Tall and lanky with a neatly trimmed goatee, and wearing a red- and blue-striped tie bordered by a pair of suspenders this particular day, McClain is nearly as enthusiastic as his eighth-grade pupils.
One young man, David Lawson, summed up the general feeling well: "I have to say, that through all my years of schooling, I've never had a teacher before who was fun where I learned something."
Fun, yes, but McClain is anything but easy and anything but cursory in his investigation of the Holocaust. Kids characterize the class as "hard" and "lots of work."
Requirements of pupils
For the study of the Holocaust, each pupil was required to do research and write a report. I asked for the subjects and pupils replied:
"The Warsaw Ghetto"
"Hitler Youth"
"Mengele's Experiments"
"Himmler"
"Dauchau"
"Pope Pius XII"
On and on it went.
"We can't let it happen again," one pupil interjected.
"I'd like to learn more. ... It's history. It's important," another said.
McClain has an agenda beyond teaching history and how to keep it from repeating. He believes the lessons learned so tragically by the attempted genocide of the Jews to be relevant to his pupils' everyday lives.
In fact, McClain said, he began teaching the Holocaust because he was alarmed by the tendency of middle-school pupils to tease one another. "Working with this age of student, you see them picking on each other because of things," McClain said.
"Differences become paramount at this age. The first year I taught about the Holocaust, children were kinder because of it."

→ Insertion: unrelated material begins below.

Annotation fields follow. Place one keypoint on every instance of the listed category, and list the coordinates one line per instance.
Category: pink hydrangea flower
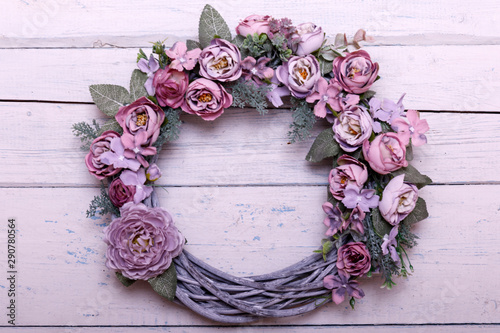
(181, 57)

"You notice [bullying] more," said Alyssa Paidas, a pupil in the class. "If people say mean things, I tell them not to now."
McClain's first year showed such a significant change in pupil behavior he decided to teach the Holocaust again. "Then I got caught up in the greater issue of it," McClain said.
Since then, he has pursued in-depth Holocaust scholarship as a Beifer Scholar in 1994 and a Mandel Fellow in 1995 during studies in Washington, D.C.
The following year he participated in the Jewish Labor Committee's Poland/Israel Summer Teacher Institute and Facing History and Ourselves Institute. Just last summer, he traveled to Japan to study Japanese involvement with the Holocaust.
Sharing the knowledge
As to sharing that knowledge with his pupils, in addition to writing reports, pupils saw the movies "The Diary of Anne Frank" and "Schindler's List" and created PowerPoint multimedia computer shows based on their reports.
In one lesson, they were told they had 30 minutes before they had to leave their homes behind -- "gather what you can."
"It's lots of hard work," Paidas said, "but there are good projects with lots of steps and in the end, you've learned a lot."
The Jewish Community Relations Council is commending McClain for just that.